Yeah, the ballistic plex reticle is just adding unnecessary confusion, IMHO. With that being said, I recently bought a Savage Model 10 Tactical in 308 Win and it came with the above scope and reticle set up. This gun is a left-hand model that I'm giving to my son for Christmas and will be a dedicated target rig. For hunting, I'm not really crazy about the ballistic plex reticle, although if you practice with your gun and have the skills needed, it can help you place shots more precisely in truly long-range shooting situations. For most big game hunting, the extra aiming points in a scope just aren't needed.


----------



## 12970 (Apr 19, 2005)

Missed out on the 179.99 Burris Fullfield 3x9x40mm at Optics Planet it jumped up to 199.99 from yesterday to today. Was waiting on confirmation of a couple of item numbers to be sure I was ordering the right items.Was going to buy Burris Bases, Burris Pos-Align Rings, the Burris Scope and a Butler Creek Flip Open Objective Cap.

But because of the jump in price it is now out of my budget.

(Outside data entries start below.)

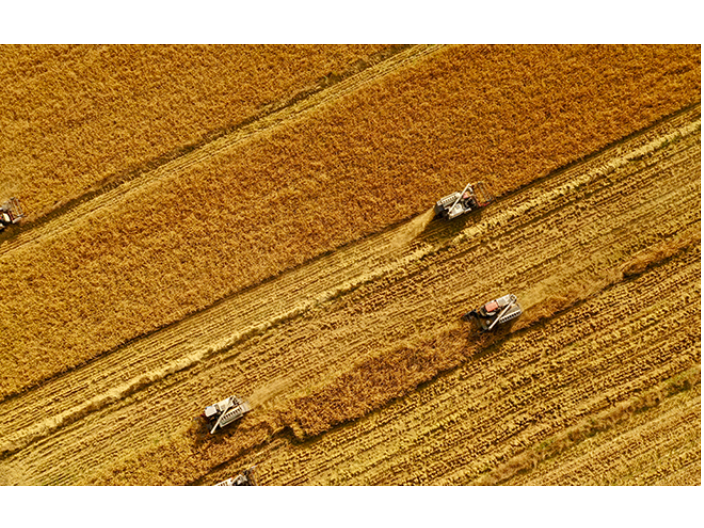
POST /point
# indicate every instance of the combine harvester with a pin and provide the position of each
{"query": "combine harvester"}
(474, 196)
(223, 413)
(497, 312)
(243, 479)
(10, 213)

Oh well such is my life these days. Maybe that deal will come again or so I can hope.

No new scope for me...

Newaygo1


----------



## inland44 (Dec 1, 2008)

The Redfield is good to go, I had one on a Savage .308 that got swapped for a .30-06 Tikka last month. NO issues what so ever and i would not thing twice about buying another for ANY new rifle. Ive had a Luepold VX II on another rifle for over 10 years and see no diffrence.

Now I was told that the lenses on the Redfields are are made in the Phillipines, hell for all I know so are the Leupolds but they are all assembled in the US. I will say that the warranty on the Redfield is for the orginal buyer only. End result as I said, I let the Savage go for the Tikka T3 but the scope STAYED... its the best deal out there.

In regard to standing up to recoil I had put right at 120 rnds through the Savage and at this point 60 rnds through the Ttikka and it has never lost zero.


----------